Abstract

Breast cancer is among the causes of cancer related deaths globally with the greatest impact being in the low resource and high volume health care facilities where timely and accurate screening is paramount. This research report is a explainable machine learning model of breast cancer diagnosis based on quantitative features of fine needle aspirate images of breast masses. The data set contains 569 samples and 30 real-valued predictors of cell nuclei morphology, and it does not contain missing values, and the class distribution is moderate.

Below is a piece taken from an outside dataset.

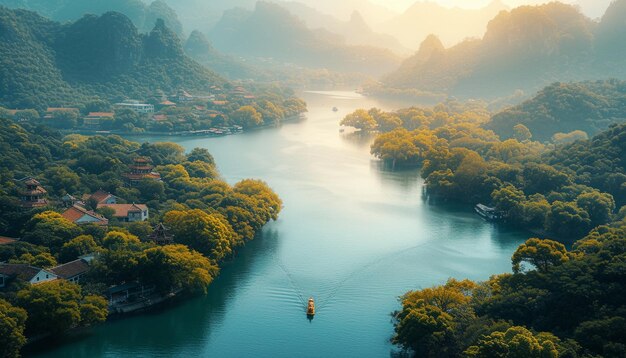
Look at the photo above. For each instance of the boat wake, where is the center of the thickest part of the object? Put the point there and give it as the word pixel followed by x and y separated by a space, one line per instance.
pixel 336 288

It uses a structured preprocessing pipeline, such as the division of data into training and held-out test sets, feature normalization, and the careful management of class imbalance.Several classification models are compared, among them, Random Forest and Gaussian Naive Bayes, to compare the predictive accuracy and reliability of the model. Experimental outcomes have shown that the Random Forest model obtains the best performance with an accuracy of 0.96 on the held out test set, and balanced precision and recall on the benign and malignant classes. The confusion matrix shows that there is low misclassification rate and only false positive and false negative are three and three respectively. Contrastingly, Gaussian Naive Bayes has a higher accuracy of 0.93, and is less sensitive to malignant cases because of its independence assumptions which are not completely met in the dataset as verified by correlation analysis. These results are also supported by receiver operating characteristic analysis, whose area under the curve value is 1.00 in random forest and 0.99 in Gaussian naive bayes.The findings emphasize the role of model selection in clinical decision support systems, especially in cases where false negatives have to be minimized. The suggested structure focuses on interpretability and high practical use thus appropriate in deployment-oriented screening processes in resource-constrained settings. This paper shows that explainable machine learning models are trained on structured cytological features and can give effective and reliable support in early detection of breast cancer.